6. The intelligent identification method for navigation environment during nighttime navigation of ships according to claim 1, characterized in that: In step S4, the processing procedure of the point-boundary collaborative detection head includes: The small target detection branch receives small target fusion features, outputs center point response information and size compensation information, and converts them into small target candidate results; The large target bounding box detection branch receives the fused features of large targets and outputs candidate results for large targets. The result fusion unit represents small target candidate results and large target candidate results as a unified candidate result set, performs scale filtering based on the candidate box size, resolves conflicts for candidate results of the same category and with an overlap higher than a preset threshold, and finally performs non-maximum suppression to obtain the final target detection result.

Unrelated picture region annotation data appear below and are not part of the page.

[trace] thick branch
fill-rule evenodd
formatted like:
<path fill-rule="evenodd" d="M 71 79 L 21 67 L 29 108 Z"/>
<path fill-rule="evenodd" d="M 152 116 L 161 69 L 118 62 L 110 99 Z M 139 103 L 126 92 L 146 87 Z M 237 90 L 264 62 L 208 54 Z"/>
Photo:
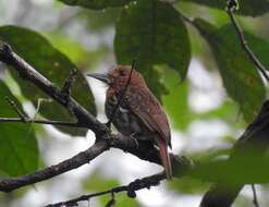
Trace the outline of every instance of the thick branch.
<path fill-rule="evenodd" d="M 1 122 L 9 122 L 9 123 L 38 123 L 38 124 L 48 124 L 48 125 L 63 125 L 69 127 L 86 127 L 82 126 L 78 123 L 75 122 L 63 122 L 63 121 L 50 121 L 50 120 L 32 120 L 27 119 L 24 120 L 22 118 L 0 118 Z"/>
<path fill-rule="evenodd" d="M 19 74 L 26 81 L 33 83 L 48 96 L 61 104 L 66 109 L 74 112 L 80 125 L 93 130 L 98 135 L 107 136 L 109 129 L 106 124 L 100 123 L 93 114 L 90 114 L 84 107 L 76 102 L 72 97 L 66 98 L 66 94 L 62 93 L 60 88 L 54 86 L 50 81 L 37 72 L 25 60 L 20 58 L 12 51 L 7 44 L 0 42 L 0 61 L 13 66 Z M 98 136 L 99 137 L 99 136 Z"/>
<path fill-rule="evenodd" d="M 106 124 L 100 123 L 94 115 L 91 115 L 87 110 L 80 106 L 72 97 L 66 98 L 66 93 L 62 93 L 61 89 L 56 87 L 51 82 L 49 82 L 46 77 L 38 73 L 33 66 L 30 66 L 15 52 L 13 52 L 11 47 L 7 44 L 0 42 L 0 61 L 12 65 L 26 81 L 35 84 L 38 88 L 40 88 L 48 96 L 61 104 L 66 109 L 71 109 L 78 120 L 77 125 L 93 130 L 97 138 L 96 145 L 90 147 L 88 150 L 80 153 L 73 158 L 60 162 L 59 165 L 36 171 L 33 174 L 27 174 L 14 179 L 0 180 L 0 191 L 14 191 L 19 187 L 44 181 L 72 169 L 78 168 L 82 165 L 85 165 L 93 160 L 95 157 L 107 150 L 110 146 L 131 153 L 139 157 L 140 159 L 161 163 L 159 153 L 155 147 L 152 147 L 151 144 L 143 143 L 137 146 L 137 142 L 135 142 L 133 138 L 127 138 L 121 135 L 111 135 Z M 68 88 L 69 90 L 70 84 L 68 84 L 65 88 Z M 174 156 L 171 156 L 171 159 L 172 161 L 176 162 L 176 165 L 174 163 L 174 166 L 176 166 L 178 171 L 181 171 L 181 167 L 182 172 L 189 167 L 189 162 L 186 161 L 186 159 L 176 159 Z"/>
<path fill-rule="evenodd" d="M 121 193 L 121 192 L 126 192 L 129 197 L 135 197 L 136 196 L 136 191 L 143 190 L 143 188 L 149 188 L 151 186 L 157 186 L 160 181 L 166 179 L 164 173 L 158 173 L 154 174 L 151 176 L 146 176 L 144 179 L 138 179 L 130 183 L 129 185 L 122 185 L 122 186 L 117 186 L 108 191 L 99 192 L 99 193 L 94 193 L 94 194 L 88 194 L 88 195 L 82 195 L 80 197 L 76 197 L 74 199 L 70 199 L 66 202 L 60 202 L 57 204 L 50 204 L 46 207 L 61 207 L 61 206 L 75 206 L 78 205 L 78 202 L 88 202 L 91 197 L 97 197 L 97 196 L 102 196 L 107 194 L 112 195 L 112 199 L 114 199 L 113 195 L 114 193 Z"/>
<path fill-rule="evenodd" d="M 39 170 L 32 174 L 26 174 L 19 178 L 2 179 L 0 180 L 0 191 L 11 192 L 19 187 L 30 185 L 44 180 L 48 180 L 56 175 L 68 172 L 70 170 L 76 169 L 85 163 L 88 163 L 90 160 L 95 159 L 97 156 L 102 154 L 108 148 L 109 146 L 107 142 L 99 141 L 87 150 L 82 151 L 76 156 L 66 159 L 56 166 L 51 166 L 44 170 Z"/>

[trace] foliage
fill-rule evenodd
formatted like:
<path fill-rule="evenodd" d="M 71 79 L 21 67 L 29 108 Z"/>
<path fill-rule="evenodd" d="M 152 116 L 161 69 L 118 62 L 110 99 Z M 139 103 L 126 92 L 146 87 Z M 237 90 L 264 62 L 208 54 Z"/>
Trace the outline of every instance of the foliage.
<path fill-rule="evenodd" d="M 0 39 L 9 42 L 21 57 L 42 75 L 52 81 L 52 83 L 57 84 L 56 86 L 58 87 L 63 86 L 71 70 L 77 70 L 77 68 L 63 53 L 54 49 L 47 39 L 30 29 L 17 26 L 2 26 L 0 27 Z M 39 99 L 49 98 L 41 93 L 40 89 L 33 87 L 32 84 L 22 80 L 15 71 L 11 71 L 11 73 L 14 80 L 20 84 L 23 95 L 33 101 L 36 107 L 38 106 Z M 96 114 L 94 97 L 85 77 L 80 71 L 76 75 L 74 87 L 72 88 L 72 95 L 82 106 Z M 49 120 L 75 121 L 70 114 L 70 111 L 66 111 L 62 106 L 53 101 L 42 104 L 38 112 Z M 82 129 L 64 126 L 59 126 L 59 129 L 73 135 L 85 135 L 86 133 L 86 131 Z"/>
<path fill-rule="evenodd" d="M 192 11 L 192 15 L 194 15 L 192 17 L 196 17 L 196 13 L 198 16 L 200 11 L 207 11 L 207 8 L 213 8 L 223 11 L 218 12 L 218 16 L 216 14 L 218 19 L 228 20 L 224 12 L 224 0 L 183 1 L 189 8 L 194 4 L 203 5 L 203 8 L 198 7 L 198 9 Z M 234 27 L 230 24 L 218 26 L 209 23 L 213 22 L 211 19 L 216 17 L 210 16 L 211 13 L 205 20 L 197 17 L 194 19 L 192 24 L 188 24 L 189 21 L 182 17 L 183 14 L 181 13 L 181 11 L 184 11 L 184 13 L 188 13 L 188 11 L 185 12 L 178 1 L 58 0 L 58 2 L 71 5 L 70 9 L 72 9 L 72 5 L 76 7 L 76 9 L 73 8 L 73 10 L 77 10 L 78 14 L 75 19 L 81 23 L 84 21 L 88 34 L 103 35 L 108 27 L 113 27 L 113 46 L 100 44 L 98 49 L 91 50 L 87 48 L 86 44 L 74 42 L 61 33 L 56 35 L 46 32 L 47 38 L 45 38 L 40 31 L 15 25 L 1 25 L 0 40 L 10 44 L 23 59 L 59 88 L 63 86 L 71 70 L 78 70 L 76 81 L 72 87 L 72 96 L 94 115 L 96 115 L 97 106 L 82 71 L 93 70 L 98 64 L 102 65 L 107 59 L 111 58 L 107 56 L 111 51 L 114 51 L 113 58 L 118 64 L 131 64 L 133 60 L 136 60 L 136 70 L 144 75 L 149 88 L 162 101 L 176 130 L 185 131 L 194 120 L 211 118 L 219 118 L 234 125 L 231 120 L 236 119 L 237 110 L 243 113 L 244 120 L 250 123 L 259 111 L 266 98 L 267 89 L 260 73 L 242 49 Z M 247 16 L 260 17 L 269 10 L 267 0 L 244 0 L 244 2 L 239 0 L 239 3 L 237 14 L 242 22 L 249 20 Z M 70 22 L 72 20 L 66 21 L 65 24 Z M 199 36 L 194 35 L 193 28 L 198 31 Z M 268 41 L 247 31 L 244 31 L 244 34 L 247 44 L 259 60 L 265 65 L 269 65 Z M 197 50 L 197 45 L 200 42 L 207 42 L 211 51 L 203 47 Z M 195 112 L 188 104 L 192 83 L 187 78 L 187 74 L 191 59 L 200 58 L 201 52 L 204 52 L 204 57 L 207 57 L 205 60 L 207 63 L 212 60 L 216 61 L 209 63 L 213 65 L 210 66 L 210 70 L 220 74 L 222 85 L 230 99 L 225 99 L 217 109 Z M 4 96 L 11 97 L 21 110 L 23 107 L 17 98 L 23 96 L 35 108 L 38 108 L 38 114 L 46 119 L 76 121 L 71 112 L 63 109 L 59 104 L 52 101 L 42 102 L 39 106 L 39 100 L 41 98 L 48 99 L 48 96 L 29 82 L 25 82 L 15 71 L 10 71 L 12 78 L 20 87 L 21 94 L 14 93 L 16 95 L 14 96 L 10 92 L 13 88 L 8 88 L 4 84 L 5 76 L 0 76 L 0 117 L 17 117 L 4 101 Z M 57 127 L 72 136 L 86 135 L 84 129 Z M 20 175 L 36 170 L 39 151 L 36 141 L 37 132 L 33 124 L 0 123 L 0 173 Z M 10 154 L 10 151 L 13 153 Z M 207 155 L 208 151 L 204 153 Z M 200 171 L 204 178 L 210 175 L 205 169 Z M 98 174 L 94 174 L 86 182 L 85 188 L 103 191 L 119 184 L 117 180 L 106 180 Z M 204 191 L 208 183 L 200 181 L 183 179 L 173 181 L 171 187 L 178 192 L 191 194 Z M 105 197 L 99 202 L 106 205 L 108 199 L 109 197 Z M 119 198 L 120 202 L 117 205 L 126 206 L 126 203 L 127 206 L 138 205 L 136 202 L 127 199 L 126 196 L 123 196 Z"/>

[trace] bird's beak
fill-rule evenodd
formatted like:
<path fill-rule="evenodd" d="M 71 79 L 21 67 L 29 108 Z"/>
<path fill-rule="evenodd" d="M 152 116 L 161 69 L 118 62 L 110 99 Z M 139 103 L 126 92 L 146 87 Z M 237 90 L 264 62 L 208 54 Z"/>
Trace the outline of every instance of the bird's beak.
<path fill-rule="evenodd" d="M 111 84 L 111 81 L 109 78 L 109 76 L 107 74 L 101 74 L 101 73 L 90 73 L 90 74 L 87 74 L 87 76 L 89 77 L 94 77 L 96 80 L 99 80 L 108 85 Z"/>

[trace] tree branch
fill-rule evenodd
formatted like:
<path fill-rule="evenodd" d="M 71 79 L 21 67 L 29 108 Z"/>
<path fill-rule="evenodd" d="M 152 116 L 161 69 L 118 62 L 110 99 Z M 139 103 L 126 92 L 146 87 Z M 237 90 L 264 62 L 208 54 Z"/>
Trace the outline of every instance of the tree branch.
<path fill-rule="evenodd" d="M 56 166 L 51 166 L 44 170 L 39 170 L 32 174 L 22 175 L 19 178 L 1 179 L 0 191 L 8 193 L 22 186 L 30 185 L 44 180 L 51 179 L 56 175 L 76 169 L 82 165 L 88 163 L 90 160 L 95 159 L 97 156 L 99 156 L 108 149 L 108 143 L 105 141 L 99 141 L 94 146 L 89 147 L 87 150 L 82 151 L 76 156 L 66 159 Z"/>
<path fill-rule="evenodd" d="M 76 122 L 63 122 L 63 121 L 50 121 L 50 120 L 37 120 L 37 119 L 23 120 L 22 118 L 0 118 L 0 123 L 1 122 L 38 123 L 38 124 L 48 124 L 48 125 L 63 125 L 63 126 L 70 126 L 70 127 L 85 127 L 83 125 L 80 125 Z"/>
<path fill-rule="evenodd" d="M 235 32 L 239 36 L 241 46 L 244 49 L 244 51 L 247 53 L 249 60 L 257 66 L 257 69 L 264 75 L 266 81 L 269 82 L 269 76 L 266 72 L 267 69 L 264 66 L 264 64 L 259 61 L 259 59 L 256 57 L 256 54 L 253 52 L 253 50 L 247 45 L 247 41 L 246 41 L 245 36 L 244 36 L 244 32 L 241 28 L 241 26 L 237 24 L 234 15 L 233 15 L 234 7 L 236 7 L 236 2 L 234 2 L 234 0 L 228 0 L 227 13 L 229 14 L 231 22 L 235 28 Z"/>
<path fill-rule="evenodd" d="M 113 197 L 114 193 L 121 193 L 121 192 L 126 192 L 129 197 L 134 198 L 136 196 L 136 193 L 135 193 L 136 191 L 143 190 L 143 188 L 150 188 L 151 186 L 157 186 L 160 183 L 160 181 L 164 179 L 166 179 L 164 173 L 158 173 L 151 176 L 146 176 L 144 179 L 137 179 L 131 182 L 129 185 L 117 186 L 111 190 L 99 192 L 99 193 L 82 195 L 74 199 L 50 204 L 50 205 L 47 205 L 46 207 L 75 206 L 75 205 L 78 205 L 77 204 L 78 202 L 87 202 L 91 197 L 102 196 L 107 194 L 111 194 L 112 199 L 114 199 Z"/>
<path fill-rule="evenodd" d="M 35 84 L 38 88 L 40 88 L 48 96 L 61 104 L 66 109 L 72 110 L 74 112 L 74 115 L 77 118 L 77 126 L 88 127 L 93 130 L 96 134 L 97 139 L 96 144 L 89 149 L 82 151 L 73 158 L 64 160 L 56 166 L 51 166 L 49 168 L 36 171 L 32 174 L 0 180 L 0 191 L 14 191 L 19 187 L 37 183 L 64 173 L 66 171 L 70 171 L 72 169 L 78 168 L 82 165 L 89 162 L 101 153 L 108 150 L 110 147 L 119 148 L 124 151 L 131 153 L 143 160 L 148 160 L 158 165 L 161 163 L 159 153 L 151 144 L 142 142 L 139 146 L 137 146 L 137 143 L 133 138 L 124 137 L 120 134 L 112 135 L 106 124 L 100 123 L 93 114 L 90 114 L 86 109 L 84 109 L 72 97 L 66 98 L 66 93 L 62 93 L 60 88 L 56 87 L 50 81 L 44 77 L 33 66 L 30 66 L 14 51 L 12 51 L 9 45 L 3 42 L 0 42 L 0 61 L 13 66 L 23 78 Z M 65 88 L 68 88 L 69 90 L 71 84 L 65 84 Z M 7 119 L 2 118 L 2 121 L 4 120 Z M 19 120 L 12 119 L 12 121 L 16 122 Z M 42 122 L 42 120 L 35 121 Z M 48 121 L 46 123 L 59 122 Z M 183 173 L 183 171 L 185 171 L 189 167 L 189 161 L 186 161 L 187 159 L 181 159 L 173 155 L 171 155 L 171 159 L 172 161 L 174 161 L 174 166 L 176 166 L 179 172 Z"/>
<path fill-rule="evenodd" d="M 57 102 L 70 109 L 75 114 L 81 126 L 88 127 L 98 134 L 98 138 L 108 137 L 109 129 L 106 124 L 100 123 L 93 114 L 82 107 L 72 97 L 66 98 L 66 94 L 54 86 L 50 81 L 37 72 L 25 60 L 20 58 L 8 44 L 0 42 L 0 61 L 11 65 L 25 81 L 30 82 Z"/>

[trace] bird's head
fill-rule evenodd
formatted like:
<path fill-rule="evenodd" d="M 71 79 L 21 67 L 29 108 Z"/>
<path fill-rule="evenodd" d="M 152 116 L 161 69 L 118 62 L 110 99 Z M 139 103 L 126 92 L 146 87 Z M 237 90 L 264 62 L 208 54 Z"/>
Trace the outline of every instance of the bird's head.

7. The intelligent identification method for navigation environment during nighttime navigation of ships according to claim 1, characterized in that: In step S5, the navigation environment discrimination unit comprehensively judges the channel unobstructedness, obstacle density, and encounter risks in the night navigation scenario based on the target category, target quantity, target spatial distribution, and density of dangerous targets.
8. A smart identification system for navigation environment at night for ships, used to implement the smart identification method for navigation environment at night for ships as described in any one of claims 1-7, characterized in that: include: The image enhancement module is used to acquire single-channel infrared images of ships navigating at night, perform normalization and block processing, and use a brightness-noise joint adaptive and structure-constrained wavelet enhancement method for night navigation scenarios to enhance the images and obtain enhanced infrared images. The feature extraction and fusion module includes a backbone network and a horizon-constrained scale-decoupled feature fusion module; the backbone network is used to extract multi-scale features of enhanced infrared images. The horizon-constrained scale decoupling feature fusion module is used to perform position weighting on multi-scale features based on horizon response information and to perform scale decoupling fusion, outputting small target fusion features and large target fusion features; The detection module includes a point-bound box collaborative detection head. The point-bound box collaborative detection head is used to receive small target fusion features and large target fusion features, output candidate results through the small target point detection branch and the large target bounding box detection branch, and fuse them to obtain the final target detection result. The environment discrimination module is used to output navigation environment identification results based on the final target detection results.